The politician and presidential hopeful who delivered that speech was Ted Kennedy. It was the second-ugliest thing Kennedy ever did.
That was only the beginning. The Democrats pulled out all the stops; they even published a list of the movies Bork rented from the local video rental store (they were all boring).
Historians agree that Kennedy’s speech and the Dems’ follow-up tactics were defamatory and scurrilous. But it worked. Bork’s nomination failed.
Judge Bork died a few years ago. To this day, “Bork” is a colloquial verb. Google says it means “to obstruct someone, especially a candidate for public office, through systematic defamation or vilification.”
Later Supreme Court nominees were usually approved overwhelmingly by both parties. (A notable exception was the second black justice in history, Clarence Thomas, whom the Dems nearly succeeded in blocking.)
But something odd happened along the way, which was little-noticed at the time but proved very important.

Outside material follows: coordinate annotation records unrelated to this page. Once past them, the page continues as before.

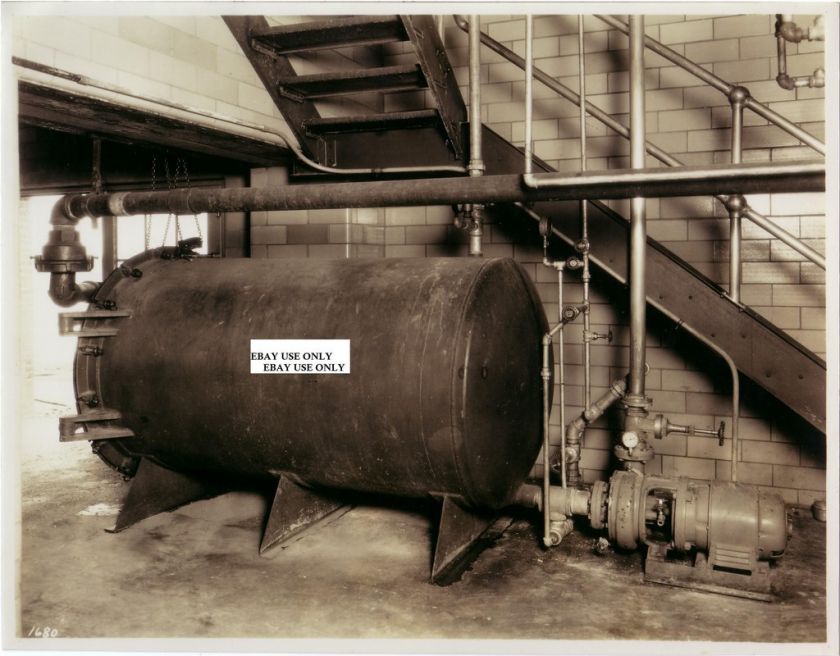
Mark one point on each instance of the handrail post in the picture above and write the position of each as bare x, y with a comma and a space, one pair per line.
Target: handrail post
735, 204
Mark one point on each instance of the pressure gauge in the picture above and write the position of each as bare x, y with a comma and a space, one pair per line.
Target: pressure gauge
630, 439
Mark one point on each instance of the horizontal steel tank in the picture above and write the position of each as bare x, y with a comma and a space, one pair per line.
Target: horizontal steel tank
444, 394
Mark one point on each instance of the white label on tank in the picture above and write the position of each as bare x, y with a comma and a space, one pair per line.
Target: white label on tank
300, 356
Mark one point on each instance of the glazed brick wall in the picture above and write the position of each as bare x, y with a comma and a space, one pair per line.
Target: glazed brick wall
684, 117
687, 383
190, 60
194, 60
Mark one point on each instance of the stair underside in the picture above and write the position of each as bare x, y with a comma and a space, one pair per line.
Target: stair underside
422, 118
331, 33
762, 352
326, 85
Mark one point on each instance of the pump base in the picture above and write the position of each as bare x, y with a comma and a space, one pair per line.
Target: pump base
703, 576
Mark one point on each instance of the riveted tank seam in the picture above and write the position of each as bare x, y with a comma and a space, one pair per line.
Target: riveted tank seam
458, 424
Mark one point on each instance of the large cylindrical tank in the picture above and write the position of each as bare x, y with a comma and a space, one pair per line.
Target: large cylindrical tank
444, 394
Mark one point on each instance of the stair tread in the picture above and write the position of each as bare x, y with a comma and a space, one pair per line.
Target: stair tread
331, 33
322, 85
365, 122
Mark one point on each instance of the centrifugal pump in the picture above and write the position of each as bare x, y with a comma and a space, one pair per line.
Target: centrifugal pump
712, 535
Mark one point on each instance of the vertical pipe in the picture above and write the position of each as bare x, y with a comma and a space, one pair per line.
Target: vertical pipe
584, 231
638, 236
109, 244
529, 93
546, 380
476, 164
735, 203
735, 255
561, 377
109, 223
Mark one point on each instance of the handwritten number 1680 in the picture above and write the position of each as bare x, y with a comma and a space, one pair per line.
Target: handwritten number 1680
38, 632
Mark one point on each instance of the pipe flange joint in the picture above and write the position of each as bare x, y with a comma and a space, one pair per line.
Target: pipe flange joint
642, 453
570, 312
573, 263
738, 95
598, 505
637, 403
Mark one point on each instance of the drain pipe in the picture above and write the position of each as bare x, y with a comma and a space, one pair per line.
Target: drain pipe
583, 245
636, 402
475, 168
787, 30
555, 526
575, 429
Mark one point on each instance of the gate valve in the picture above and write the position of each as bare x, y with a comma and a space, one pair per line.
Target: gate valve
663, 427
711, 432
570, 313
573, 263
592, 336
545, 227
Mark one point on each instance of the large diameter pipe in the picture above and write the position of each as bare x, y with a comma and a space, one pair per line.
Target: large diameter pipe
638, 230
686, 181
476, 164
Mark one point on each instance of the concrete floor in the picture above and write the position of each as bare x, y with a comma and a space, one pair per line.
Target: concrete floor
196, 573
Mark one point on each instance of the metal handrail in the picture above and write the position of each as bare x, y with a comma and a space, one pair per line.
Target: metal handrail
721, 85
656, 152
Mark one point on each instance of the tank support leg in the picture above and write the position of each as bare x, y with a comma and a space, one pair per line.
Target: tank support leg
463, 533
294, 510
155, 489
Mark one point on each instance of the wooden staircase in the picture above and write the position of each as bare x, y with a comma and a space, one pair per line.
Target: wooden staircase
426, 137
436, 136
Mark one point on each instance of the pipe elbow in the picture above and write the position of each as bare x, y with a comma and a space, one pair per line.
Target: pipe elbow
574, 430
64, 291
786, 81
789, 31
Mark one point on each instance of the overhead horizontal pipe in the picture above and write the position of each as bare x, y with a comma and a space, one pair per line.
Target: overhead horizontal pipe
620, 183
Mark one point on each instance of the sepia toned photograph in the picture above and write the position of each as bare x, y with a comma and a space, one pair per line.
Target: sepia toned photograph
412, 331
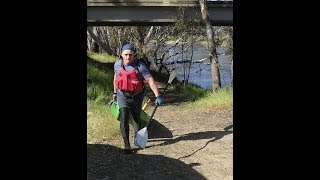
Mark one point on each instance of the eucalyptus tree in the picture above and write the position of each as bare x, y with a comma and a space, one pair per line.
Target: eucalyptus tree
216, 82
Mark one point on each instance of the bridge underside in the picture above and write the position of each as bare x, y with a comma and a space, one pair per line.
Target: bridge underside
154, 15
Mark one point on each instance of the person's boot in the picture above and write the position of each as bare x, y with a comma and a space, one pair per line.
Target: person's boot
136, 123
124, 127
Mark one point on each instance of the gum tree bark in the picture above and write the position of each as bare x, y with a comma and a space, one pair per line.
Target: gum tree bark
215, 73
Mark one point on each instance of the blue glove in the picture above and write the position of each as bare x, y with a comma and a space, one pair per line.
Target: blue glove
159, 100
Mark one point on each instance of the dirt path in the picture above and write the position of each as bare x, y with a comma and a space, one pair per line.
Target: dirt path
182, 144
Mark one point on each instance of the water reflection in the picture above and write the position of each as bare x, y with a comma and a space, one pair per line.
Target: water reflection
200, 73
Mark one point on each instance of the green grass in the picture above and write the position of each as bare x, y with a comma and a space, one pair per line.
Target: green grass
100, 123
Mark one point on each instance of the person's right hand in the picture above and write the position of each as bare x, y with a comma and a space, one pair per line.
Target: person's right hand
114, 97
159, 100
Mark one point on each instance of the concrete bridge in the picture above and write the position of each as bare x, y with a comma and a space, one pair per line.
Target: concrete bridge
154, 12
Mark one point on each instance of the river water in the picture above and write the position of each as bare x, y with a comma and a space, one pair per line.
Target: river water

In the last year of George Bush Sr.’s presidency, the Democratic Chairman of the Senate Judicial Committee announced that if a Supreme Court vacancy were to occur, the Dem-controlled Senate would refuse to consider Bush’s replacement nominee on the grounds that the replacement should be chosen by the next president, whom the chairman anticipated, correctly, would be a Democrat.
That chairman was one Joseph Biden, who went on to become vice president for that next president, President Barack Obama. No vacancy occurred in the last year of Bush’s presidency, but one did occur in the last year of Obama’s presidency. And by then, the GOP controlled the Senate.
Biden’s words came back to haunt the Dems. The GOP followed the “Biden Rule” by refusing to consider Obama’s nominee for replacement.
That brings us to President Trump’s nominee, Judge Gorsuch. He’s been endorsed by Obama’s own Solicitor General and numerous other prominent Dem lawyers and judges, and by everyone on the GOP side. In his confirmation hearing, he was obviously the smartest and most charming person in the room. He lives in Boulder, and likes to fish and ski. Whichever side you’re on, you can imagine him as a friend.
So the Dems are in a quandary. Their angry base demands they filibuster Gorsuch — that they block a vote on him unless 60 senators vote in favor of voting. Because the GOP has only 52 senators, that 60 would have to include eight Dems.
Although Supreme Court nominations were usually less contested after Bork, the filibuster was used by both parties for years to block lower court nominees. A partner and friend of mine, an esteemed lawyer named Miguel Estrada, was filibustered by the Dems seven times.
Eventually, however, a Dem Senate abolished the filibuster for lower court nominees. That gave Obama carte blanche to fill judicial positions so long as the Dems held the Senate.
But as with the Biden Rule, the Dems’ strategy in abolishing the filibuster for lower court nominees proved ill-timed. It was just before the GOP took over the Senate and then the Presidency. And so now, the Dems have no ability to block Trump’s lower court nominations.
But the filibuster is still in place for Supreme Court nominations, and the Dems could use it to block a vote on Gorsuch.
Here’s where it gets interesting. The filibuster requires 60 votes to force a vote, but the filibuster itself can be abolished with only 51 votes. So the GOP can abolish the filibuster for Supreme Court nominees without any votes from the Dems.
What will the Dems do? Will they play to their base by filibustering, and thereby egg the GOP into abolishing the filibuster for Supreme Court nominees just as they themselves abolished it for lower court nominees? If so, then the Dems forfeit whatever leverage they may still have on future Supreme Court appointments by Trump — and there will probably be at least two.
If I were the GOP leadership, then I know what I would be telling the Dems: Make my day.